In Hadoop1, the MapReduce framework is responsible for scheduling cluster resources and running the MapReduce program. Due to the high coupling between resource scheduling and computing in this architecture, only MapReduce computing tasks can be run in a Hadoop cluster, and other computing tasks cannot be run, resulting in high maintenance costs.
In Hadoop2, the Yarn + MapReduce architecture is changed to allocate resources to Yarn, and MapReduce is only responsible for computing. In this way, the Hadoop cluster can run MapReduce computing tasks and any computing tasks that support Yarn resource scheduling, such as Spark and Storm.
The Yarn architecture is as follows:
1. Yarn composition
The figure shows that Yarn consists of two parts:
1. Resource Manager. Responsible for resource management and allocation of the entire cluster;
2. NodeManager. Basically, it appears at the same time with the DataNode process of HDFS and is responsible for resource and task management of specific servers.
ResourceManager has two important components:
1. Scheduler. In fact, it is a resource scheduling algorithm that allocates resources based on the resource requests submitted by applications and the current cluster resources. Yarn allocates resources in a Container. Each Container contains a certain amount of computing resources, such as memory and CPU. Containers are allocated by the scheduler, started and managed by the NodeManager. The NodeManager monitors the running status of containers on each node and reports to ResourceManager.
2. Application manager. Mainly responsible for application submission, monitoring application running status, etc. When the application is started, an ApplicationMaster is launched in the cluster, and the ApplicationMaster also runs in the container, ApplicationMaster then applies for resources from ResourceManager based on application requirements. After applying for resources, ApplicationMaster distributes application code to containers on each node for distributed computing.
Second, Yarn workflow
The following uses a MapReduce program as an example to analyze the working process of Yarn:
1. We submit our application, including MapReduce ApplicationMaster, MapReduce program, and MapReduce program start command, to the Yarn cluster.

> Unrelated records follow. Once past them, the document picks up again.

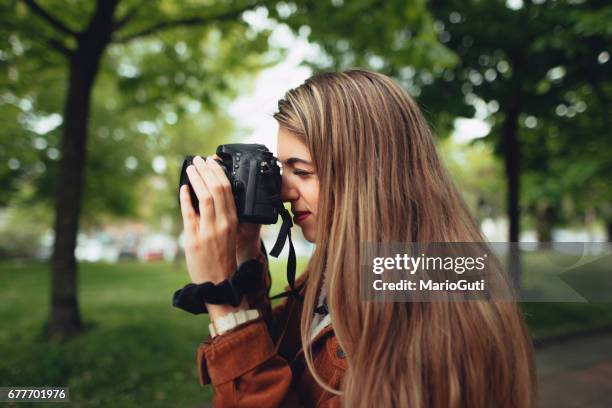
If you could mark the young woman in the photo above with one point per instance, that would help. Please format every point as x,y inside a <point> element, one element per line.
<point>359,165</point>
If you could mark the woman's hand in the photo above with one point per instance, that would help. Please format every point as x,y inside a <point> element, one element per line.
<point>210,238</point>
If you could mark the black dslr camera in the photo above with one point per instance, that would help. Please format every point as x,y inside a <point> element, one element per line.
<point>255,178</point>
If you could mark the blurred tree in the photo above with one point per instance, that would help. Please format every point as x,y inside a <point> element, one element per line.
<point>519,60</point>
<point>477,174</point>
<point>395,37</point>
<point>162,57</point>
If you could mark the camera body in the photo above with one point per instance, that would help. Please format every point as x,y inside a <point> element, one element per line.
<point>255,178</point>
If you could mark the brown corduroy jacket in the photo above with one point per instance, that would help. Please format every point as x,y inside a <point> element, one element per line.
<point>261,363</point>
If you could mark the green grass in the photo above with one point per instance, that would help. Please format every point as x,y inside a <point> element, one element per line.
<point>138,350</point>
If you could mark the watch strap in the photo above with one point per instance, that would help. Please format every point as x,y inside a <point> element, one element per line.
<point>230,321</point>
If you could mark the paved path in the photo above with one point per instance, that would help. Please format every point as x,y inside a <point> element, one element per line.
<point>576,373</point>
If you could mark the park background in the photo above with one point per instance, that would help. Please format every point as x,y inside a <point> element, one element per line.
<point>101,100</point>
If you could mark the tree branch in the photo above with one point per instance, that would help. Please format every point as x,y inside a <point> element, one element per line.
<point>191,21</point>
<point>49,18</point>
<point>129,15</point>
<point>35,35</point>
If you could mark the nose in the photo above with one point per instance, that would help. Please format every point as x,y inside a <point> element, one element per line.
<point>288,191</point>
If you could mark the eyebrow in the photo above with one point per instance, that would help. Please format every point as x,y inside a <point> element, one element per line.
<point>293,160</point>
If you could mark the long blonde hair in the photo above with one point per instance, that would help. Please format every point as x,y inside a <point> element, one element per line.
<point>381,180</point>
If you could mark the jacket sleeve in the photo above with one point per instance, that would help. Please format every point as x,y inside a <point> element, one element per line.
<point>243,365</point>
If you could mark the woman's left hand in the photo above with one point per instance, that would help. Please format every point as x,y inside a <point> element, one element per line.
<point>210,238</point>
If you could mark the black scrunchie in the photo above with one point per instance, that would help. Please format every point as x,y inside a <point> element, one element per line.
<point>247,279</point>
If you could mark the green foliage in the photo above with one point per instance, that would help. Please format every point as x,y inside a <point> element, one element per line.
<point>170,67</point>
<point>479,177</point>
<point>137,349</point>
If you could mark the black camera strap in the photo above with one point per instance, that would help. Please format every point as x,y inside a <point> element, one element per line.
<point>283,235</point>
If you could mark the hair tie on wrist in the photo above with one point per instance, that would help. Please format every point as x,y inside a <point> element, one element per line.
<point>247,279</point>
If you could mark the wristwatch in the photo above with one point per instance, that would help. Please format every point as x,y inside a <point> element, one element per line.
<point>231,320</point>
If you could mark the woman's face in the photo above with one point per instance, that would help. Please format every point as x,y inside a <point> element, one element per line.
<point>300,184</point>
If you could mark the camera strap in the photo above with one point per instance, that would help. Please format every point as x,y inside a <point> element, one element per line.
<point>284,235</point>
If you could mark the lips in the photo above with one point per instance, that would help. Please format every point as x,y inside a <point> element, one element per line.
<point>300,215</point>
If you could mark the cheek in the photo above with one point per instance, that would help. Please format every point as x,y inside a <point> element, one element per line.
<point>311,196</point>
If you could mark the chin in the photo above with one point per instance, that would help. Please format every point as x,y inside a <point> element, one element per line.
<point>309,234</point>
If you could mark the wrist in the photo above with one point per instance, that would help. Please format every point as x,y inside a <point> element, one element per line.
<point>216,311</point>
<point>248,252</point>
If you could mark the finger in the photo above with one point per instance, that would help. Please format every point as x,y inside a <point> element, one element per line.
<point>190,218</point>
<point>214,187</point>
<point>207,209</point>
<point>226,187</point>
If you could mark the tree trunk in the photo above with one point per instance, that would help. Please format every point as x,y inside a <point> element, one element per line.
<point>65,319</point>
<point>84,63</point>
<point>512,166</point>
<point>545,221</point>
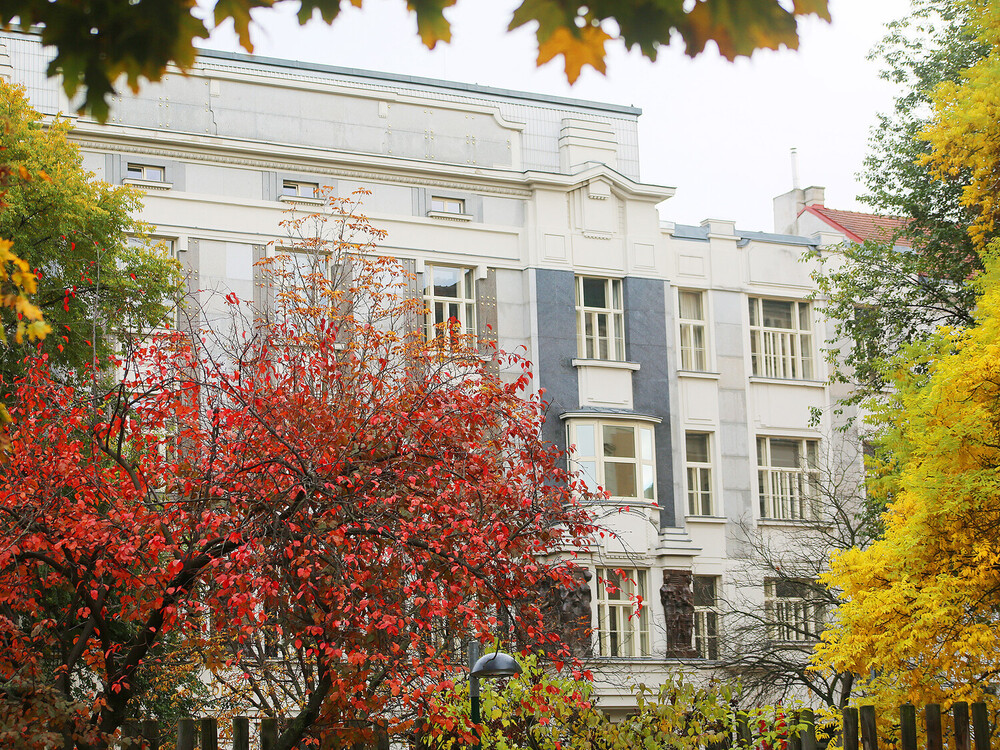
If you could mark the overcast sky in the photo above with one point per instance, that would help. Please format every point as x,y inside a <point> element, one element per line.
<point>719,132</point>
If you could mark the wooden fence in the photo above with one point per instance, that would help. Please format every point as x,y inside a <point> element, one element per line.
<point>970,731</point>
<point>859,730</point>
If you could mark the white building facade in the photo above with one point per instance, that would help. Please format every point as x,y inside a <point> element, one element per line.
<point>682,362</point>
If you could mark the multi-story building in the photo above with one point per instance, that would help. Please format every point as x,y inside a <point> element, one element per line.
<point>682,362</point>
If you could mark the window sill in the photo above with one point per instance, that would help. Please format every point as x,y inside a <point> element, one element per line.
<point>806,522</point>
<point>305,200</point>
<point>613,364</point>
<point>447,216</point>
<point>701,374</point>
<point>788,381</point>
<point>148,184</point>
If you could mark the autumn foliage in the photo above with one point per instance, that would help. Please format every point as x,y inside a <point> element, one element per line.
<point>98,45</point>
<point>312,506</point>
<point>918,620</point>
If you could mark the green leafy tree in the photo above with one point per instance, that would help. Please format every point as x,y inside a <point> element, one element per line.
<point>72,232</point>
<point>883,294</point>
<point>97,41</point>
<point>543,709</point>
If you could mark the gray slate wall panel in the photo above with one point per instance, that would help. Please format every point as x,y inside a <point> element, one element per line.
<point>557,349</point>
<point>646,344</point>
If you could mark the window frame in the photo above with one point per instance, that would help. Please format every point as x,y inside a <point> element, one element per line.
<point>687,329</point>
<point>780,353</point>
<point>312,188</point>
<point>144,171</point>
<point>589,345</point>
<point>707,620</point>
<point>447,205</point>
<point>466,306</point>
<point>621,632</point>
<point>797,496</point>
<point>593,465</point>
<point>701,469</point>
<point>805,611</point>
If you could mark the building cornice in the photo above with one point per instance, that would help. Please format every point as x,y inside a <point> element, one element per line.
<point>350,165</point>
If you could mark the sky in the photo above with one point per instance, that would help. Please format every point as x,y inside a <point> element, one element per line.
<point>719,132</point>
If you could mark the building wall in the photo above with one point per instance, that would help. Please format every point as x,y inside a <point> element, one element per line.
<point>549,193</point>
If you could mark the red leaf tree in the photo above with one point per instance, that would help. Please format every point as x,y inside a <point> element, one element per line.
<point>313,507</point>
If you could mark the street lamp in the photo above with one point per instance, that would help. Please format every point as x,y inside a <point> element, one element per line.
<point>491,666</point>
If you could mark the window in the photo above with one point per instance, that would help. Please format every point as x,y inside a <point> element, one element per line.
<point>698,460</point>
<point>600,325</point>
<point>781,339</point>
<point>706,616</point>
<point>450,299</point>
<point>621,629</point>
<point>447,205</point>
<point>146,172</point>
<point>691,313</point>
<point>792,611</point>
<point>786,477</point>
<point>299,189</point>
<point>165,245</point>
<point>617,456</point>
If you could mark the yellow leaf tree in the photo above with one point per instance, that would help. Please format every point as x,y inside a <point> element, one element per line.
<point>964,134</point>
<point>919,613</point>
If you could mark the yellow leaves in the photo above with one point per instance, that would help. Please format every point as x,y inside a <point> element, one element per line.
<point>964,135</point>
<point>584,48</point>
<point>17,276</point>
<point>432,26</point>
<point>919,605</point>
<point>738,27</point>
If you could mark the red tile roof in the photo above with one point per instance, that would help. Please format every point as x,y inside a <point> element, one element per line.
<point>860,226</point>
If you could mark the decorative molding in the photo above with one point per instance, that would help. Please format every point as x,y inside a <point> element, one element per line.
<point>626,416</point>
<point>612,364</point>
<point>303,199</point>
<point>388,175</point>
<point>448,216</point>
<point>148,184</point>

2. ResourceManager communicates with NodeManager and allocates the first Container to a NodeManager in the cluster based on cluster resources. NodeManager starts the Container.
3. ResourceManager distributes MapReduce ApplicationMaster to the Container and starts the MapReduce ApplicationMaster.
4. Immediately after MapReduce ApplicaitonMaster starts, register with ResourceManager and apply for resources for MapReduce.
5. The MapReduce ApplicationMaster communicates with the NodeManager immediately after applying for the Container and distributes the MapReduce program to the Container. The Map or Reduce process is running here;
6. Map or Reduce jobs communicate with MapReduce ApplicationMaster to report their running status. If the running is complete, The MapReduce Application deregisters ResourceManager and releases all container resources.
As shown in this figure, Yarn does not have any coupling with MapReduce. Yarn only communicates with MapReduce ApplicationMaster. MapReduce ApplicationMaster acts as a bridge between MapReduce and Yarn. MapReduce ApplicationMaster is implemented by MapReduce based on the Yarn interface specification.